Understanding what love is all about

Understanding what love is all about

'Love is a funny thing. We say it a lot, but without a giving of oneself, it remains self-centered and shallow'

By Dave SCHAPANSKY

Post-Valentine’s Day, most of us guys slip back to our iPhones, tool belts and truck cabs to “bring home the bacon.”

I cannot help but notice a significant shift in priorities from yesterday (my wife) to today (my work, RRSPs and crammed email inbox) and this has bothered me.

It hasn’t always bothered me in our 39 years of Valentine’s Days, but only in the last decade or so have I chosen to do something about it.

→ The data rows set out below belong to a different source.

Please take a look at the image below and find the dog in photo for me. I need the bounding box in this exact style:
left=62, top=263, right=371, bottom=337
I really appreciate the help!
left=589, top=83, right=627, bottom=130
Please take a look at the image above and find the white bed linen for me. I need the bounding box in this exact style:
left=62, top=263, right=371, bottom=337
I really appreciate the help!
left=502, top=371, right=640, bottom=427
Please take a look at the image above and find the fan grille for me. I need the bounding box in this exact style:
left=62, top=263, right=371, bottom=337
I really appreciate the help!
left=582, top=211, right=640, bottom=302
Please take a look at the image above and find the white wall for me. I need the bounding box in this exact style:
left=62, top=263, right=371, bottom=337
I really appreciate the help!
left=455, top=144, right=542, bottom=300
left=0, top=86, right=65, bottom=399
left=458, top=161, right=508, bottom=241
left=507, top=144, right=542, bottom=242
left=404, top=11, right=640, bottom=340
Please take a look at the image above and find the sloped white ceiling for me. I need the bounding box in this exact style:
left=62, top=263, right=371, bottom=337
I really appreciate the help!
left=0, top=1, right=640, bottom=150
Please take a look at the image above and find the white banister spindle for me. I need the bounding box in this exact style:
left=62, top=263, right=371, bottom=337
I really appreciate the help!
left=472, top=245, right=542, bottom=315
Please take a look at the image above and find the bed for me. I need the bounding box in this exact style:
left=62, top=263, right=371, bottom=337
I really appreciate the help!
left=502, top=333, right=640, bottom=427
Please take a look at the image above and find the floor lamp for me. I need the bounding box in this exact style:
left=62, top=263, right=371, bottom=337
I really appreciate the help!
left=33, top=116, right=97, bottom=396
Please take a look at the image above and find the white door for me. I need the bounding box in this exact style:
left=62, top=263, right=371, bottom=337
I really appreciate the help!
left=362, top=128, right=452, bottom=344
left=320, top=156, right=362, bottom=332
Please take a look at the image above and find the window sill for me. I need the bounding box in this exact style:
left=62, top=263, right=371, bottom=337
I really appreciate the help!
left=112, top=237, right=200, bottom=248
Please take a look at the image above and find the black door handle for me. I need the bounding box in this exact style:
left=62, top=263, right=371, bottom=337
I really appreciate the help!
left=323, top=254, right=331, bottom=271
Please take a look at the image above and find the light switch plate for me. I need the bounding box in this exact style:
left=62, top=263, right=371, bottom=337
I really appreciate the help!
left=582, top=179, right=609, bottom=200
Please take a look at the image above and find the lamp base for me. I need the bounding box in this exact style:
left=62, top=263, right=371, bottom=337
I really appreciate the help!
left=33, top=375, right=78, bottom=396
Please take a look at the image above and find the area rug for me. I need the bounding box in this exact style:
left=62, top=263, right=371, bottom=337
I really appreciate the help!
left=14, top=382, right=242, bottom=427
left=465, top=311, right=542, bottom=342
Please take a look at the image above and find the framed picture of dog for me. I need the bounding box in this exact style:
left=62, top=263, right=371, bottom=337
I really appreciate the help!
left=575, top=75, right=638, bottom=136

Love is a funny thing. We say it a lot, but without a giving of oneself, it remains self-centered and shallow.

We might say we love our close friends, but do we give ourselves to help them on their moving day?

Or are we conveniently busy? How much more would I do for my wife whom I say I love more than anyone? Do I give all of myself to her like the Bible says?

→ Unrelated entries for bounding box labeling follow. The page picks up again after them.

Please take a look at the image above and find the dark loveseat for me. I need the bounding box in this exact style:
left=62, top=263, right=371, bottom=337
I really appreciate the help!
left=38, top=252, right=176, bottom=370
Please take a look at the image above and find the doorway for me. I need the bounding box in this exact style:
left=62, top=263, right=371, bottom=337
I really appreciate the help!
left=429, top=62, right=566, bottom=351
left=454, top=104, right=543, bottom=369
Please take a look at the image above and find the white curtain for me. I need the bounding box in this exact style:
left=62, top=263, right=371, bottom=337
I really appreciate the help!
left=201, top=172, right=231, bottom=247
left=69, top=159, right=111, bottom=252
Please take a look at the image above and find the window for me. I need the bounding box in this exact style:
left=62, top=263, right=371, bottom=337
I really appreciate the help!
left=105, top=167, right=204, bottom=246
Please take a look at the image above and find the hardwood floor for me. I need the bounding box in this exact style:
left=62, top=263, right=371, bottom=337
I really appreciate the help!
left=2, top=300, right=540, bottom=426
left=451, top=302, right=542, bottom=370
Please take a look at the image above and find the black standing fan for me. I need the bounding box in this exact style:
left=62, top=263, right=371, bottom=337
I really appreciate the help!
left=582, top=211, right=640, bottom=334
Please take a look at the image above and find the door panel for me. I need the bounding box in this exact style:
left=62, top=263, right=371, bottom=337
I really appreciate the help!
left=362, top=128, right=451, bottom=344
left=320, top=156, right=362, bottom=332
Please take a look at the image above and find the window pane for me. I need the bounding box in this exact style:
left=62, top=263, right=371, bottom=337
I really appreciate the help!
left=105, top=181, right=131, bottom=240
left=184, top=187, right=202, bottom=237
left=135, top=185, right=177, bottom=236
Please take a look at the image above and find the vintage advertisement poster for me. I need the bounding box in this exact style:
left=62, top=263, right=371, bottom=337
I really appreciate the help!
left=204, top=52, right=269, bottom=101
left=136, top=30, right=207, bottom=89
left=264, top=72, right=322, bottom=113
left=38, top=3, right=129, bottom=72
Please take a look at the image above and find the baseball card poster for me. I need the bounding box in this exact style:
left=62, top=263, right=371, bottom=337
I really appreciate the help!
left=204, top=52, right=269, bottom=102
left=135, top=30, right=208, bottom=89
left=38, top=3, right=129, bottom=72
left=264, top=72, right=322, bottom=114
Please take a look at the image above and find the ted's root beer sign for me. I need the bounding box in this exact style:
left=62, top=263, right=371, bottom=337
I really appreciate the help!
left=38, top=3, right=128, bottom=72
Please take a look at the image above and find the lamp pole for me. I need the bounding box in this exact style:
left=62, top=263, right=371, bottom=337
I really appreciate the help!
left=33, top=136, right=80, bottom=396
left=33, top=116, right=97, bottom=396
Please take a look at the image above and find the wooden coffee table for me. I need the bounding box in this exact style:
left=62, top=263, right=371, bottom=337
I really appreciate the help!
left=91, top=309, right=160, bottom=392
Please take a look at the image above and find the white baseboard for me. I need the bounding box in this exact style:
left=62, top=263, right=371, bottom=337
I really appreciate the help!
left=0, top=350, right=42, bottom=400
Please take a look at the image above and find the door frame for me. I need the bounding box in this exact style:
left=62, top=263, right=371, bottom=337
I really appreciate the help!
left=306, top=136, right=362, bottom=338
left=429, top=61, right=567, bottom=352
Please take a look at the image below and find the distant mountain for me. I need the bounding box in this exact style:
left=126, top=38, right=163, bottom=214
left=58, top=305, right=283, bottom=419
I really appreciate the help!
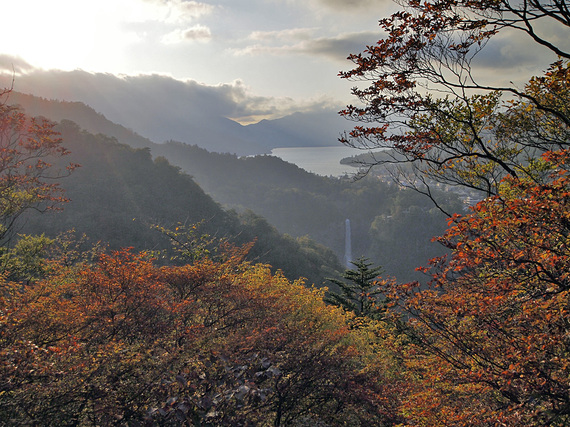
left=241, top=110, right=349, bottom=149
left=19, top=120, right=342, bottom=286
left=10, top=92, right=347, bottom=156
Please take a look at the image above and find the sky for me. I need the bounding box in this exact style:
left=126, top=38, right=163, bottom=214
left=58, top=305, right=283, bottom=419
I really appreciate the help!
left=0, top=0, right=560, bottom=124
left=0, top=0, right=395, bottom=123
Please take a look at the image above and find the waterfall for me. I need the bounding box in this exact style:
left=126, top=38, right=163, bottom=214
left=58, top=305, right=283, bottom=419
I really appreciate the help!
left=344, top=219, right=352, bottom=268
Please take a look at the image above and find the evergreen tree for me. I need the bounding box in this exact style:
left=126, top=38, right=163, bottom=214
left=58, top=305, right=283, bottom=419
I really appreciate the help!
left=325, top=257, right=384, bottom=318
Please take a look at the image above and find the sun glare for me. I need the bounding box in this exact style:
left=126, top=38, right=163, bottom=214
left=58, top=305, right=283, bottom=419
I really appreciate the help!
left=0, top=0, right=140, bottom=70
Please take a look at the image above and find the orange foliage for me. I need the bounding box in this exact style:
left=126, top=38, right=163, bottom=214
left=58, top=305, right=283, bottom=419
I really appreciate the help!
left=0, top=242, right=400, bottom=425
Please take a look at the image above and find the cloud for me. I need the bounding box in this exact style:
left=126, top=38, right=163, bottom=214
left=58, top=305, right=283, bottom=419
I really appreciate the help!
left=234, top=30, right=379, bottom=62
left=248, top=28, right=315, bottom=41
left=162, top=25, right=212, bottom=44
left=0, top=69, right=332, bottom=142
left=135, top=0, right=215, bottom=24
left=0, top=54, right=34, bottom=74
left=319, top=0, right=388, bottom=11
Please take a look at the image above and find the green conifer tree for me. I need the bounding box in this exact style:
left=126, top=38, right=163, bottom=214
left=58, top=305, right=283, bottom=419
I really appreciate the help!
left=325, top=257, right=385, bottom=318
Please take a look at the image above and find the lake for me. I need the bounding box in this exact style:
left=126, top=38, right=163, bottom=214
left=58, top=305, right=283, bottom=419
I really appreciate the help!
left=271, top=145, right=362, bottom=176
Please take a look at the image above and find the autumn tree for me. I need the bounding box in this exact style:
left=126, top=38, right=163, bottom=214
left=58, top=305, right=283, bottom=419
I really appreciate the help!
left=340, top=0, right=570, bottom=207
left=0, top=89, right=76, bottom=239
left=341, top=0, right=570, bottom=426
left=0, top=244, right=400, bottom=426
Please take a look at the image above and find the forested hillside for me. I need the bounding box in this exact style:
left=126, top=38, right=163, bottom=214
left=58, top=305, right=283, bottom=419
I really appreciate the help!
left=20, top=120, right=341, bottom=286
left=10, top=93, right=463, bottom=280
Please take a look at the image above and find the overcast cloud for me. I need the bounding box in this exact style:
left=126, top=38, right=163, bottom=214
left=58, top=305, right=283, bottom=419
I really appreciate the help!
left=0, top=0, right=557, bottom=125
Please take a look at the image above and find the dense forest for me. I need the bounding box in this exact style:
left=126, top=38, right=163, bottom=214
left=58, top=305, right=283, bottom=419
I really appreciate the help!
left=10, top=92, right=458, bottom=286
left=0, top=0, right=570, bottom=427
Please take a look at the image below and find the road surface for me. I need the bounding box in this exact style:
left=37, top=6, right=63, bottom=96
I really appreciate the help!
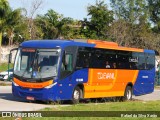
left=0, top=86, right=160, bottom=111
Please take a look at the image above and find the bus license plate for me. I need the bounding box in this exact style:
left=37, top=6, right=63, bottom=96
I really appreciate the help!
left=27, top=96, right=34, bottom=100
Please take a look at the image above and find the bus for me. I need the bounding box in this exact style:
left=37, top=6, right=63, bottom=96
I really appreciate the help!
left=9, top=40, right=155, bottom=103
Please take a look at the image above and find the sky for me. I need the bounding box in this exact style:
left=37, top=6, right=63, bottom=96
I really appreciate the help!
left=8, top=0, right=109, bottom=20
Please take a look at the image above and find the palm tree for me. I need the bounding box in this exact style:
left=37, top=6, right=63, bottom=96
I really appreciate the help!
left=5, top=9, right=22, bottom=45
left=0, top=0, right=10, bottom=63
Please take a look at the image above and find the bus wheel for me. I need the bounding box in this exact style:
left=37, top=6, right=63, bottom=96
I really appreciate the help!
left=123, top=86, right=132, bottom=101
left=72, top=86, right=82, bottom=104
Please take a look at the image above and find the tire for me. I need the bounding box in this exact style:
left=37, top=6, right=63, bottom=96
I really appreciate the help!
left=71, top=86, right=82, bottom=104
left=123, top=86, right=133, bottom=101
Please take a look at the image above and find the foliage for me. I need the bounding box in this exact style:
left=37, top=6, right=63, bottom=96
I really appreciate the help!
left=86, top=1, right=113, bottom=39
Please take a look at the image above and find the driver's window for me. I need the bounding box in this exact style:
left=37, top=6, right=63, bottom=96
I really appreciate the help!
left=60, top=53, right=73, bottom=79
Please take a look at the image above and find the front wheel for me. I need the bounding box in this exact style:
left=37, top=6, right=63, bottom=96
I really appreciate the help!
left=72, top=86, right=82, bottom=104
left=123, top=86, right=133, bottom=101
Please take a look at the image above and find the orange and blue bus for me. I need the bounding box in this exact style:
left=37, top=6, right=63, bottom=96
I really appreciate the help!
left=12, top=40, right=155, bottom=103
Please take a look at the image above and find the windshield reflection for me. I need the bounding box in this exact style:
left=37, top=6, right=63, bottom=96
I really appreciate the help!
left=14, top=48, right=60, bottom=79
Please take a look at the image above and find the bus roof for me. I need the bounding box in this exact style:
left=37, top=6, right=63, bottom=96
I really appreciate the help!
left=20, top=39, right=155, bottom=53
left=20, top=40, right=95, bottom=48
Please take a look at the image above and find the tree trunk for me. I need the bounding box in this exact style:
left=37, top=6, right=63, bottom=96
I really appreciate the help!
left=0, top=32, right=2, bottom=64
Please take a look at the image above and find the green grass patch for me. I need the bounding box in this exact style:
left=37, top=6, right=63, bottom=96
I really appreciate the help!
left=20, top=101, right=160, bottom=120
left=42, top=101, right=160, bottom=111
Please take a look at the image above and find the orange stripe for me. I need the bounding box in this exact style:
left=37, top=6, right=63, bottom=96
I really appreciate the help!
left=13, top=78, right=53, bottom=88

In our marriage, it started as a give-and-take relationship, she gave and I took.

The more she gave, the more I took.

Oh sure, I could pour it on for a Valentine’s Day or a surprise holiday, but this seemed a little hollow because I lacked the true understanding what love was all about.

Only when I did learn to give and pour into my wife’s life did I come to know the true love that God had for our marriage.

It began with my practical help in small daily tasks (which surprised the daylights out of her), then gradually my heart turned towards her deep needs, which took priority over my own selfishness.

The love I always felt actually sprang into actions.

In spite of my late start, our last 10 years of marriage have been way better than our first 10 years and I am now thinking the best is yet to come.